I have an utf-8 encoded file that contains multiple lines like

\x02I don't like \x0307bananas\x03.\x02
Hey, how are you doing?
You called?

How do I read the lines of that file to a list, decoding all the escape sequences? I tried the code below:

with codecs.open(file, 'r', encoding='utf-8') as q:
    quotes = q.readlines()

print(str(random.choice(quotes)))

But it prints the line without decoding escape characters.

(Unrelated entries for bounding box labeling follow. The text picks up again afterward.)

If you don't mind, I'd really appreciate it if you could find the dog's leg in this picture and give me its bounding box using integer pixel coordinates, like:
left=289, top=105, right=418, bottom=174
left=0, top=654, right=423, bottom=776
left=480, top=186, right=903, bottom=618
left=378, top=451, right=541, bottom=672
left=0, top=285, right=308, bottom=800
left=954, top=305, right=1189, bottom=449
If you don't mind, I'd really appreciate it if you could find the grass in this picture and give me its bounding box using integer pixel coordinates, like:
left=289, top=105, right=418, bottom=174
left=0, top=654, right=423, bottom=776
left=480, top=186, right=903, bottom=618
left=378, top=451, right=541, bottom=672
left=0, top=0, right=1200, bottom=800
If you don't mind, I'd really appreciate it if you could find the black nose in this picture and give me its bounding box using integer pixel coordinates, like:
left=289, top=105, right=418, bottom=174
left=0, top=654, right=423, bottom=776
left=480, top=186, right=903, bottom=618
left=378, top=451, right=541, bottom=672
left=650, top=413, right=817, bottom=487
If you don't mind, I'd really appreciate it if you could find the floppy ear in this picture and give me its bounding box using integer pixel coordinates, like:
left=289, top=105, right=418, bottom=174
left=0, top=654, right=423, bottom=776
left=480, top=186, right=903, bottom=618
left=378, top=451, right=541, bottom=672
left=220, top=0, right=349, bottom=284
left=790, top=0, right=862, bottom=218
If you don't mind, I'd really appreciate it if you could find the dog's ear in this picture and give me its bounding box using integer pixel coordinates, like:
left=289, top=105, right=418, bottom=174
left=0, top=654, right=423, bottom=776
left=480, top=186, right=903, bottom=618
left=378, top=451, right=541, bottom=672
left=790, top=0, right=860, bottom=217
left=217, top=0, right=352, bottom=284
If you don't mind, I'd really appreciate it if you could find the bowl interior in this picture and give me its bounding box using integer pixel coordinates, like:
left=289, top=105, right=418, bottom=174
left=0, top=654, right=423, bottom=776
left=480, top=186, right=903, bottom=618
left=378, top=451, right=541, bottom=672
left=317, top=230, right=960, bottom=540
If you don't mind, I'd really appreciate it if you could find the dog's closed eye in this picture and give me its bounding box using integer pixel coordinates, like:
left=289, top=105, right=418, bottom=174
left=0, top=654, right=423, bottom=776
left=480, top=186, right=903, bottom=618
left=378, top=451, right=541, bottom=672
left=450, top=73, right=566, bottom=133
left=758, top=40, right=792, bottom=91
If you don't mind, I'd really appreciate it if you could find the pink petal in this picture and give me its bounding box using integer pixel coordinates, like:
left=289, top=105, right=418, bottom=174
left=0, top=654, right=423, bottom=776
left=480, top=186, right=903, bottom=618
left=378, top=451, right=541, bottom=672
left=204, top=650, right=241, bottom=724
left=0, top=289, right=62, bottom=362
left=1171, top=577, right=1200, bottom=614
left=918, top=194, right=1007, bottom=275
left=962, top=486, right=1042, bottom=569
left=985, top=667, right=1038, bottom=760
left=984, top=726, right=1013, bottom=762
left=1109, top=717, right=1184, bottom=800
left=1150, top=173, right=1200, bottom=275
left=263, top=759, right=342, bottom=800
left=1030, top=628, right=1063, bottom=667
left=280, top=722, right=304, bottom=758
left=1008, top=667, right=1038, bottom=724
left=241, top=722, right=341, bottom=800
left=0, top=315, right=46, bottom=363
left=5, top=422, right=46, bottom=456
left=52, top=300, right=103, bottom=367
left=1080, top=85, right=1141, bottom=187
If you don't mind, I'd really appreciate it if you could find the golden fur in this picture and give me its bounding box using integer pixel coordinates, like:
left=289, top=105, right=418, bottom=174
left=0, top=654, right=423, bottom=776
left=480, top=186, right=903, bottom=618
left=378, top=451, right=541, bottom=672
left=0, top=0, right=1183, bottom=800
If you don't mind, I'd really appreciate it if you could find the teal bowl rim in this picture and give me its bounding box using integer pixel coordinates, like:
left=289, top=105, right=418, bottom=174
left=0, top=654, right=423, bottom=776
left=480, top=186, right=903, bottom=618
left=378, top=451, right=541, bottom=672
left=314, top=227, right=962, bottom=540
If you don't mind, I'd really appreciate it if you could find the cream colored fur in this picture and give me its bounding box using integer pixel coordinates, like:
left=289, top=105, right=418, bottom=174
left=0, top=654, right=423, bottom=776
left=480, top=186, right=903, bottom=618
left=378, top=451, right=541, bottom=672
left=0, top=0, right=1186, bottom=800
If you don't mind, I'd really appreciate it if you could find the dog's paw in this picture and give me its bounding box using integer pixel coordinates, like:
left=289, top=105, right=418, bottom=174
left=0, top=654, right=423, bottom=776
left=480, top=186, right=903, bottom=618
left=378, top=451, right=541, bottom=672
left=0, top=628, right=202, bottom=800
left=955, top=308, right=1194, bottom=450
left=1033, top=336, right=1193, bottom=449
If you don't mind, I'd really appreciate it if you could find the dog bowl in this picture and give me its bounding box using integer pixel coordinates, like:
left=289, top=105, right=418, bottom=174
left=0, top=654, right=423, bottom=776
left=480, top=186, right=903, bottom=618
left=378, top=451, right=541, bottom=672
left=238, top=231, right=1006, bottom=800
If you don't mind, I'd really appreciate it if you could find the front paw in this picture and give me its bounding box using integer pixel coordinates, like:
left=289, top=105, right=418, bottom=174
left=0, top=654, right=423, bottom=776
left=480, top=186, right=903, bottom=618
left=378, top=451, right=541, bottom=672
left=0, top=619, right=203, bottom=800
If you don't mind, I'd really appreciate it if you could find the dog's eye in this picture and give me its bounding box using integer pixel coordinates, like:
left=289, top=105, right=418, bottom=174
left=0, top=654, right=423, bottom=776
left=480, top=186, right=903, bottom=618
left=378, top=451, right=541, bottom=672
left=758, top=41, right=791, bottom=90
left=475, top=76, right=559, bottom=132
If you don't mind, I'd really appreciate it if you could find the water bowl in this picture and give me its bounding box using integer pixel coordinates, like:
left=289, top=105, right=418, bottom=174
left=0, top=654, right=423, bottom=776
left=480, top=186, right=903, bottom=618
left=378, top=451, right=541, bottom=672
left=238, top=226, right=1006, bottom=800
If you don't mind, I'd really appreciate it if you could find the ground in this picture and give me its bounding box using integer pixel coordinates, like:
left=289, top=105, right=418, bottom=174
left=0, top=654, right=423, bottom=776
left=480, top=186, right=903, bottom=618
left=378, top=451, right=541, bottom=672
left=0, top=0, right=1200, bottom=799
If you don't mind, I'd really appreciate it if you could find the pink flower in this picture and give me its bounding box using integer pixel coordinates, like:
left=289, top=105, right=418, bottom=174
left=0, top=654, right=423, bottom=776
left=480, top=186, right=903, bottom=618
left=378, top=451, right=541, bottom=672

\x02I don't like \x0307bananas\x03\x02

(Note: escape characters are IRC color codes, \x02 being character for bolded text, and \x03 prefix for color codes. Also, this code is from within my IRC bot, with the MSG function replaced by print())

zertap
  • 220
  • 3
  • 13

3 Answers3

11

According to this answer, changing the following should have the expected result.

In Python 3:

codecs.open(file, 'r', encoding='utf-8') to

codecs.open(file, 'r', encoding='unicode_escape')

In Python 2:

codecs.open(file, 'r', encoding='string_escape')

Community
  • 1
  • 1
zertap
  • 220
  • 3
  • 13
  • If the question can be answered by simply citing an answer on another question, that generally makes the question a duplicate. Please vote/flag to close such questions rather than answering them. – Karl Knechtel Aug 05 '22 at 02:36
1

If you want to output text to console with the same formatting, then the point is, that UNIX (or what OS do you use?) uses ANSI escape sequences different from those in IRC, so you have to translate IRC format to UNIX format. these are the links to start:
https://stackoverflow.com/a/287944/2660503
Color text in terminal applications in UNIX

If you want to print text without formating, just clean it, by using regexp.

Community
  • 1
  • 1
eyeinthebrick
  • 528
  • 1
  • 5
  • 21
  • thanks but that snippet is from my IRC bot, I just replaced the `MSG` function with `print()`. I'll edit my question to mention this. – zertap May 29 '14 at 13:11
1

The solution, as some people suggested is using codecs.open(file, 'r', encoding='unicode_escape'), which will look like the following once implemented:

with codecs.open(file, 'r', encoding='unicode_escape') as q:
    quotes = q.readlines()

print(str(random.choice(quotes)))

If you use regular utf-8 decoding, the result for \x02I don't like \x0307bananas\x03.\x02 will actually be "\\x02I don't like \\x0307bananas\\x03.\\x02\n" because readlines() method will escape the characters for you

Andrew
  • 1,238
  • 3
  • 13
  • 28